We use Epoxy hard coating for any foam product we fabricate where the customer requires a thin protective shell / if the product needs to be placed outside for a limited length of time (up to 2 month for ex) / for foam products that need to be placed in water such as pool letters. The epoxy, easily available, provides a shiny glossy look and a relatively smooth finish look. It does protect for a limited time but might not last a life-time since it’s thin. Some require sanding and patching after coating and prior to painting for a smoother texture finish.


The epoxy is applied by brushing or rolling it on the foam. Usually 1-2 coats will do the trick, sometimes a 3rd coat is required for extra protection. We let it dry completely for up to 24 hours (it cures at room temperature, best at around 75F degrees, but will cure between 60F-90F as well) , then we sand or prime or paint with acrylic paint.

It is a two part system with a resin to hardener mix ratio.

The epoxy is great for protecting signs, logos, letters, props, architectural facades and precast molds. The drawback of using epoxy is that upon impact it may crack or break, but it is an economical solution.

For a thicker, stronger coating, we turn to the Polyurea material (also known as Bed Liner). This is true if the project will be placed outdoors for a long period of time, if people will touch it, or if it needs to last a life-time. It is sometimes used as a replacement for fiberglass coating, as it is durable, strong. And water tight.

The Polyurea is more expensive than the epoxy and is a much more complex application process. It is usually sprayed on using a plural component sprayer system. For this process, you must have good experience and training applying the material to be done correctly and it needs to be sanded prior to priming and painting. After application, the sprayer needs to be cleaned very well or else particles might clog it and it would not work, not letting the coating material flow out for next use.

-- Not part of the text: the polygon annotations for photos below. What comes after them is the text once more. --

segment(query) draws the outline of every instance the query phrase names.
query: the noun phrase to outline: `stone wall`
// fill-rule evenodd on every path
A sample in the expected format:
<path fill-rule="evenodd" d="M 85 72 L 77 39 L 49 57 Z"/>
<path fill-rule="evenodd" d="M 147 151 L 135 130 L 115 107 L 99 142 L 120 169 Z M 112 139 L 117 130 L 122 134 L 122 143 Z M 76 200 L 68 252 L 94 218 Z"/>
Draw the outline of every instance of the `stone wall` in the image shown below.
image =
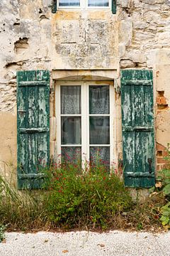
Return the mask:
<path fill-rule="evenodd" d="M 166 162 L 170 142 L 170 1 L 118 1 L 120 68 L 152 68 L 157 169 Z M 127 31 L 127 33 L 125 33 Z"/>

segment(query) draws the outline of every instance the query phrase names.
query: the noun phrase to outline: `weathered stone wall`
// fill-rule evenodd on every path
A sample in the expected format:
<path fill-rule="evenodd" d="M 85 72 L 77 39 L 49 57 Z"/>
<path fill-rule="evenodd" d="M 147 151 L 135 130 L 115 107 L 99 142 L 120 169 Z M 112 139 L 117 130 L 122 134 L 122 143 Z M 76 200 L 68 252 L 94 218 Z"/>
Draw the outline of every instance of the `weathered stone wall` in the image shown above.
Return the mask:
<path fill-rule="evenodd" d="M 109 10 L 53 14 L 51 0 L 0 0 L 0 172 L 9 173 L 6 164 L 16 165 L 16 71 L 35 69 L 50 70 L 51 78 L 67 69 L 100 69 L 104 78 L 104 70 L 110 70 L 118 78 L 120 68 L 152 68 L 157 169 L 162 167 L 170 137 L 170 0 L 117 2 L 115 15 Z M 56 139 L 54 95 L 51 152 Z M 118 95 L 116 112 L 115 143 L 121 157 Z"/>
<path fill-rule="evenodd" d="M 120 68 L 152 68 L 157 169 L 170 142 L 170 1 L 118 1 Z M 127 33 L 125 33 L 127 31 Z"/>

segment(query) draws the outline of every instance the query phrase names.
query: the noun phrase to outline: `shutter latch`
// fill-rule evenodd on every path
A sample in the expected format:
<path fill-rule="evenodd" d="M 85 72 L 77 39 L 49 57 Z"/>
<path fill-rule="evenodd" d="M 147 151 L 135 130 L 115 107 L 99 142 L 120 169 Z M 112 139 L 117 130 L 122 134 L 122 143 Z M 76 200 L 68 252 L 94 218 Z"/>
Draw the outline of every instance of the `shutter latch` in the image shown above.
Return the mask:
<path fill-rule="evenodd" d="M 149 164 L 149 173 L 152 174 L 152 159 L 147 159 L 148 164 Z"/>

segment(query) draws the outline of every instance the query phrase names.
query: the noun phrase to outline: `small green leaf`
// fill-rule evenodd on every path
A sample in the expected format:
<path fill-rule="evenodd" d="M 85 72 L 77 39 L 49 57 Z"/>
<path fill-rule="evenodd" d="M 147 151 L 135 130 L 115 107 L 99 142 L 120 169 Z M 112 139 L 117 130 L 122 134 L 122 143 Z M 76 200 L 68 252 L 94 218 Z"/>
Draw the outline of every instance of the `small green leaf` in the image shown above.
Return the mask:
<path fill-rule="evenodd" d="M 170 220 L 169 217 L 166 216 L 162 216 L 162 218 L 160 218 L 162 223 L 163 225 L 165 225 L 166 224 L 169 223 L 169 221 Z"/>
<path fill-rule="evenodd" d="M 165 187 L 163 188 L 163 192 L 165 193 L 165 195 L 170 194 L 170 184 L 165 186 Z"/>

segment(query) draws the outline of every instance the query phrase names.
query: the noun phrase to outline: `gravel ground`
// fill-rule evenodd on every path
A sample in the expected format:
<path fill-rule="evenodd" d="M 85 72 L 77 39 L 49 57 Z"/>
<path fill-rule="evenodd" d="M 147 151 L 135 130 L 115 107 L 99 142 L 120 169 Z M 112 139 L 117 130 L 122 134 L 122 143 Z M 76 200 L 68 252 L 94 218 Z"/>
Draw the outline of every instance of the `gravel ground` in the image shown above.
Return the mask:
<path fill-rule="evenodd" d="M 170 232 L 6 233 L 0 256 L 170 256 Z"/>

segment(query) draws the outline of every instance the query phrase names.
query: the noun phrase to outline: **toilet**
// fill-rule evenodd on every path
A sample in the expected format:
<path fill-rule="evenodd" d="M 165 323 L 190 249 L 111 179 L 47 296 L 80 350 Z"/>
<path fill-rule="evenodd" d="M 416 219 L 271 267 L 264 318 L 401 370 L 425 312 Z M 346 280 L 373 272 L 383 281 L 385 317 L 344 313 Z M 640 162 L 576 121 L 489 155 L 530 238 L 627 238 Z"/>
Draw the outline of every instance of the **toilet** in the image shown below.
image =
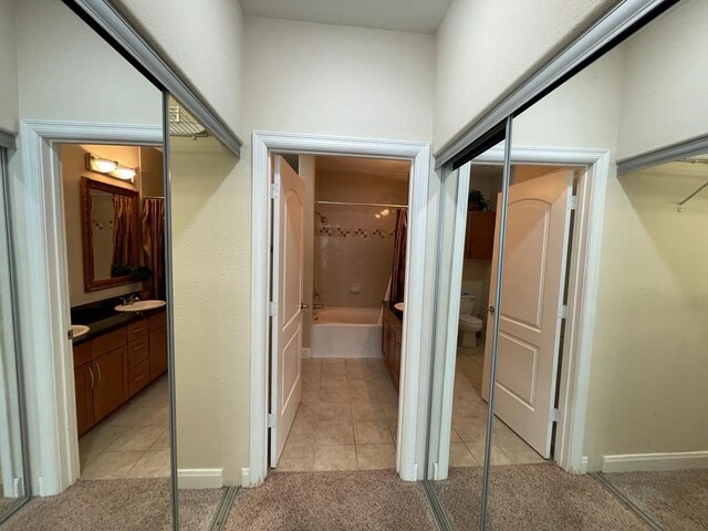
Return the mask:
<path fill-rule="evenodd" d="M 482 320 L 475 315 L 475 295 L 460 295 L 460 321 L 457 346 L 477 347 L 477 332 L 482 330 Z"/>

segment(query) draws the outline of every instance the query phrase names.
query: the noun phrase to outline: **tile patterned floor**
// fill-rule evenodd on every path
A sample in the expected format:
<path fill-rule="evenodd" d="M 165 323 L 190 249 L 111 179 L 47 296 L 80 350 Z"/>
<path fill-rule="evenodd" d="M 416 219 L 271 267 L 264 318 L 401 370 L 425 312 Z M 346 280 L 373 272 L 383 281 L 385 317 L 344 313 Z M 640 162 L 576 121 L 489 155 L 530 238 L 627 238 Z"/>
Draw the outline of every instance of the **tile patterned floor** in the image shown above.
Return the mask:
<path fill-rule="evenodd" d="M 81 479 L 169 477 L 168 412 L 163 376 L 79 440 Z"/>
<path fill-rule="evenodd" d="M 278 471 L 395 468 L 398 394 L 377 360 L 303 360 Z"/>
<path fill-rule="evenodd" d="M 450 466 L 483 462 L 487 404 L 480 398 L 483 344 L 458 351 Z M 382 360 L 303 360 L 300 408 L 277 471 L 395 468 L 398 394 Z M 543 462 L 502 421 L 492 464 Z"/>

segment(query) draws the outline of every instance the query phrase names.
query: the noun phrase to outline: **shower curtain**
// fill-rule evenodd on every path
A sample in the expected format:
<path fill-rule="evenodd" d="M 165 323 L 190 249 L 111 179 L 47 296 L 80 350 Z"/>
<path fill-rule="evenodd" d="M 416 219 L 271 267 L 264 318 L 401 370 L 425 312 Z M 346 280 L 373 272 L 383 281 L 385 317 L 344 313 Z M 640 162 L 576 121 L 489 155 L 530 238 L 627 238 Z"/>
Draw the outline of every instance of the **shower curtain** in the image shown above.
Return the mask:
<path fill-rule="evenodd" d="M 132 197 L 114 194 L 113 196 L 113 277 L 131 274 L 131 268 L 139 263 L 137 256 L 135 202 Z"/>
<path fill-rule="evenodd" d="M 165 199 L 143 201 L 143 250 L 153 274 L 145 282 L 153 299 L 165 300 Z"/>
<path fill-rule="evenodd" d="M 408 233 L 408 209 L 396 211 L 394 233 L 394 267 L 391 274 L 391 302 L 402 302 L 406 287 L 406 238 Z"/>

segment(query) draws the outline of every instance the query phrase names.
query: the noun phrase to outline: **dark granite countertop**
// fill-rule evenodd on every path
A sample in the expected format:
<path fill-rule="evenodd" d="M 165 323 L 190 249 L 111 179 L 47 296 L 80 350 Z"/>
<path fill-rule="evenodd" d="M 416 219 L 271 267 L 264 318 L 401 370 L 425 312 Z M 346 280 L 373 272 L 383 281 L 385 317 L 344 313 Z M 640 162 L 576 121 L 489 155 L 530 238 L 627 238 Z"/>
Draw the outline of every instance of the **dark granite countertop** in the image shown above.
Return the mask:
<path fill-rule="evenodd" d="M 79 345 L 85 341 L 91 341 L 94 337 L 98 337 L 107 332 L 119 329 L 121 326 L 125 326 L 128 323 L 134 321 L 139 321 L 140 319 L 148 317 L 150 315 L 156 315 L 160 312 L 165 311 L 165 306 L 157 308 L 155 310 L 147 310 L 145 312 L 116 312 L 114 310 L 114 315 L 108 317 L 100 319 L 93 322 L 82 322 L 82 323 L 72 323 L 72 324 L 85 324 L 91 330 L 85 335 L 73 340 L 74 345 Z"/>

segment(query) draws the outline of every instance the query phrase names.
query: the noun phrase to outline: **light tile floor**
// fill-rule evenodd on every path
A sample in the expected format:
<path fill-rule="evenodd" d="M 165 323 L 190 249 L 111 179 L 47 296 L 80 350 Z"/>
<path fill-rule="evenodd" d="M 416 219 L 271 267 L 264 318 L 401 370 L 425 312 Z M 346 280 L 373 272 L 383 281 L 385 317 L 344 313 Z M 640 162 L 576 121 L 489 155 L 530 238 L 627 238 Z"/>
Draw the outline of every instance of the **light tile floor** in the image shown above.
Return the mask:
<path fill-rule="evenodd" d="M 167 376 L 79 440 L 81 479 L 169 477 Z"/>
<path fill-rule="evenodd" d="M 450 437 L 452 467 L 483 464 L 483 344 L 458 351 Z M 300 408 L 275 470 L 395 468 L 397 418 L 398 394 L 381 358 L 303 360 Z M 493 435 L 492 464 L 543 461 L 499 419 Z"/>
<path fill-rule="evenodd" d="M 302 372 L 277 470 L 395 468 L 398 394 L 383 360 L 308 358 Z"/>

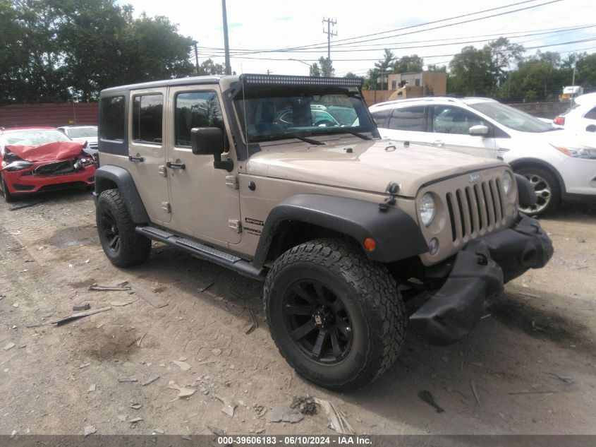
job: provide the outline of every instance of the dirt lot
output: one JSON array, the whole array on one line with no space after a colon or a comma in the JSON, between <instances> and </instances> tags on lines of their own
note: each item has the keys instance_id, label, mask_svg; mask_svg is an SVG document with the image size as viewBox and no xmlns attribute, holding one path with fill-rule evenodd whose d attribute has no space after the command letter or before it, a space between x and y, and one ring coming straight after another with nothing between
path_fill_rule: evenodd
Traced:
<instances>
[{"instance_id":1,"label":"dirt lot","mask_svg":"<svg viewBox=\"0 0 596 447\"><path fill-rule=\"evenodd\" d=\"M261 283L158 245L148 263L118 270L99 245L89 192L43 200L14 210L0 201L0 434L334 434L320 408L296 424L267 422L264 410L307 395L333 403L358 434L596 434L593 206L542 220L550 263L509 284L464 340L431 347L410 331L388 374L339 394L278 354ZM134 294L88 288L123 281ZM111 309L49 323L83 301ZM258 328L247 334L250 311ZM178 398L171 381L196 391ZM238 405L233 417L218 398Z\"/></svg>"}]
</instances>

The Polyurea material cures rapidly in a matter of seconds and is hard to the touch yet stays flexible throughout its life. There are many flavors of Polyurea - Ranging from very hard like plastic and brittle to rubber-like. It is a great solution for spraying large surfaces (we even spray airplane hangers with it and other floorings), it’s waterproof and also comes in a fire retardant option.

The downside is that the material and process are expensive, as well as it requires constant machine maintenance.

Polyurea can be sprayed on any material ranging from foam, plastics, cardboard, wood, cement, and metals.

There are subcategories of the polyurea, such as StyroSpray1000. It achieves a thinner coat that is sprayed, brushed or rolled on. It is a cheaper process, yet it might be more dripping and requires more sanding and works best at humid environments.

Another protective shell we use is Polyurethane coating. It is good for industrial, art-related and hobbyist projects, and is available as rigid or semi-rigid resins. One type of urethane coating we like to use is the Rubber-Latex coating.


In cases where we want to provide a flexible, yet tough, strong and impact resistant coating, we use a rubber-latex coating finish by brushing it onto the surface. It is actually a flexible type of coating (creates a feeling of almost a squashy bounce ball). It bonds nicely onto different types of materials, such as EPS foam, fabric, metals, plastics and wood. This coating provides surface protection, flexibility and resistance to UV, abrasion and chemicals. It sets almost immediately, but cures in a matter of hours (sometimes taking up to 24 hours to completely cure) and cannot be sanded.

There are many other types of coatings out there, such as gel coat, fiberglass, plasters, cement and more. The type of hard coating we choose to use depends on the material and texture to be coated, the shape itself (if it has grooves and indentations that the coating materials needs to flow into), the finish needed (smooth vs semi-smooth) and the customer’s budget and turn around requirements for the project.